[Mum, you might like just to skip this one.]
They're somewhere under the floorboards in our bedroom and they are very noisy. It seems that while we've been watching episode after episode of Prison Break in the comfort of our haven of a bed, the furry critters have been working on their own escape plan UNDER OUR VERY FEET.
We've squeezed poison down all the little gaps between the planks and I even invited some neighbours around yesterday evening provided they came accompanied by their cat. I invested all my hope of every sleeping again in the hunting instinct of their pet.
Unfortunately our feline saviour was visibly shaking as he came into the house. We let him loose in the bedroom and he dived straight under the bed and stayed there for over an hour until we'd finished the apéritif and our neighbours slunk home with their cowardly, useless cat.
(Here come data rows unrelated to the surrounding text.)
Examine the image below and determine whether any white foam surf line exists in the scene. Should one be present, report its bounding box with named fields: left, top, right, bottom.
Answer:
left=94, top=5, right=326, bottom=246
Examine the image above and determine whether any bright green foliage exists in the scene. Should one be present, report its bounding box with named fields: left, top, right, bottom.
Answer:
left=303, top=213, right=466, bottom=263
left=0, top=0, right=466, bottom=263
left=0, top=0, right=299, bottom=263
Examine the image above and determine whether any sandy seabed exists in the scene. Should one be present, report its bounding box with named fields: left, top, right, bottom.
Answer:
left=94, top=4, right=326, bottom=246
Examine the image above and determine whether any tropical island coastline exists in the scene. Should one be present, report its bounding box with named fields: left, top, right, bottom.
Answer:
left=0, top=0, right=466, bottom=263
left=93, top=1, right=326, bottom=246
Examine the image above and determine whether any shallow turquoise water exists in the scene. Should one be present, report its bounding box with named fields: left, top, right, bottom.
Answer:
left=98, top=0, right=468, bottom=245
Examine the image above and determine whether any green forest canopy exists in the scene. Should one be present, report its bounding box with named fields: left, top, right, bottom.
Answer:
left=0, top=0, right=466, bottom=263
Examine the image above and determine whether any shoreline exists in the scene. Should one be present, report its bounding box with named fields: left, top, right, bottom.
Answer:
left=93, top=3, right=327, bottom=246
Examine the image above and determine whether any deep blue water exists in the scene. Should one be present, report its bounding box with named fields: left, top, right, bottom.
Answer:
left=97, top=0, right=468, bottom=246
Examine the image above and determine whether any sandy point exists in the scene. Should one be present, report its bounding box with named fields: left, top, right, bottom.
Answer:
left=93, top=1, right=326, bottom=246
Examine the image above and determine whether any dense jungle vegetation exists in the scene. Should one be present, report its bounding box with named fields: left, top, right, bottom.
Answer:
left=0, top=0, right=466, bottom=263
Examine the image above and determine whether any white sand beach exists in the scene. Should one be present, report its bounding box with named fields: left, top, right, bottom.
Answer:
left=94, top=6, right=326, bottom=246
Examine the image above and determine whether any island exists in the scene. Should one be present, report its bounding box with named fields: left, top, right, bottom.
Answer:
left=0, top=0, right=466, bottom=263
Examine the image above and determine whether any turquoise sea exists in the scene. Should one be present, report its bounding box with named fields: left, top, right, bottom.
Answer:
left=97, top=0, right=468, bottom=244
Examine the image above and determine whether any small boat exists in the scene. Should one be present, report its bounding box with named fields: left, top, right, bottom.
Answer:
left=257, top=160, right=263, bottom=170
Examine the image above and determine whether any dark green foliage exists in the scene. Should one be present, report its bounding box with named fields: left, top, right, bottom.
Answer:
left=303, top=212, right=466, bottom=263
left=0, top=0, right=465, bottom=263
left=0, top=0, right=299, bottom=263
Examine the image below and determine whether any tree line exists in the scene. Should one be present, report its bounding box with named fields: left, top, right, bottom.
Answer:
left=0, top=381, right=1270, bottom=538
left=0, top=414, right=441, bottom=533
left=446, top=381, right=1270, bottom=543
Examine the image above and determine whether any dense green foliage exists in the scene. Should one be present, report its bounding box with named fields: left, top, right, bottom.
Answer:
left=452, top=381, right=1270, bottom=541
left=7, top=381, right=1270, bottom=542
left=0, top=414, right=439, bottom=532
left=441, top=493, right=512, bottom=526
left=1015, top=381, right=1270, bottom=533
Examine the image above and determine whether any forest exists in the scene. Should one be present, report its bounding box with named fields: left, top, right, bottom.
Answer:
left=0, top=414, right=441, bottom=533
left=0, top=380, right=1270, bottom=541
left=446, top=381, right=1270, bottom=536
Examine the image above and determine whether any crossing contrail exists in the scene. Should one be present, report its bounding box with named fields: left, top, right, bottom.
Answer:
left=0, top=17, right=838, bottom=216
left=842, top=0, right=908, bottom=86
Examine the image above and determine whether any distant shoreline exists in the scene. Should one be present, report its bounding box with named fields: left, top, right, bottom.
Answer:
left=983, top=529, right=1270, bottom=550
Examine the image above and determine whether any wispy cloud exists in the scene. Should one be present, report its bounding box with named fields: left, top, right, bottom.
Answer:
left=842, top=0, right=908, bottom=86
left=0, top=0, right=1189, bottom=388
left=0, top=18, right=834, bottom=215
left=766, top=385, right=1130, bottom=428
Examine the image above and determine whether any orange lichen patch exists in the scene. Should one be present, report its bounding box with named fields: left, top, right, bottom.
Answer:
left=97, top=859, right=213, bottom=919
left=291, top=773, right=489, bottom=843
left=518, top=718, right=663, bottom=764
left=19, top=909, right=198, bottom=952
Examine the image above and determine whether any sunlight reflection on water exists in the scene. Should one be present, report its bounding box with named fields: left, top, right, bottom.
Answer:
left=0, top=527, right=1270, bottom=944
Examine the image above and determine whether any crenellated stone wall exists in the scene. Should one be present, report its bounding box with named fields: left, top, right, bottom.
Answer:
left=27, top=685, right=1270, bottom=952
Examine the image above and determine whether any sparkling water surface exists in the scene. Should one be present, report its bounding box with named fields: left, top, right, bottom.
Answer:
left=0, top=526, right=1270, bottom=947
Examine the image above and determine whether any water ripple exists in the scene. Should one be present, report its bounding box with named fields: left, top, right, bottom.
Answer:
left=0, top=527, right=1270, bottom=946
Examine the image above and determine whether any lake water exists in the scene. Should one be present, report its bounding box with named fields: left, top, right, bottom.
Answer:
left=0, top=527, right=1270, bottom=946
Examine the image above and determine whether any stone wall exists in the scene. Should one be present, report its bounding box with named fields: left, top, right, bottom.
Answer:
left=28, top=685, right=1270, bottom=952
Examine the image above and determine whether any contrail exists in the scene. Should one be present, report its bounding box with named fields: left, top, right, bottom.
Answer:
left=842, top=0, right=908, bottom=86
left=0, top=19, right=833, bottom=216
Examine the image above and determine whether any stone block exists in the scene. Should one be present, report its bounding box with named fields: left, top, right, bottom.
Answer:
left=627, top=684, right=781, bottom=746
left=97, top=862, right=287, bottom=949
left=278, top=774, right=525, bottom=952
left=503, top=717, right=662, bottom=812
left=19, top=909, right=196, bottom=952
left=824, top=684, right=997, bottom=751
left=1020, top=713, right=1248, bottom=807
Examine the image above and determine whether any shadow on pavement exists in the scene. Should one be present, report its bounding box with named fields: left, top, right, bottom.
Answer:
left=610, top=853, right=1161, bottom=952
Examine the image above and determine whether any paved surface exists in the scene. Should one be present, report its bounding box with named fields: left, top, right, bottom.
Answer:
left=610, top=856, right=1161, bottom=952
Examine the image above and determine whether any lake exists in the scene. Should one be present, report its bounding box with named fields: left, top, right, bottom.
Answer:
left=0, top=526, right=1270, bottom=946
Back to square one. Scratch, scrape rustle.
Deborah sent me a link to this post in the Guardian about the impossibility of ever ridding onself of mice. Someone in the comments mentions mice repellents which emit ultrasounds so I googled that and trawled through descriptions of thousands of electronic devices. I'm tempted, but friends tell me they're useless.
You know how when anything remotely alarming happens to you people insist on telling you about how much worse it could be / might get. "Ah you're having a baby? I know a woman who was in labour for seventeen straight days and ended up giving birth to a baby with three legs". "Going to the dentist, are you? My cousin got a bug from in a dentist's surgery. His entire jaw rotted off. I was at his funeral just last week." Today at work a colleague told me "Got mice have you? I have a friend who woke up in the middle of the night with a rat on his pillow and the rat bit his face." So please, only comments on infallible tips for total and complete mouse eradication ..........please. I may never sleep again.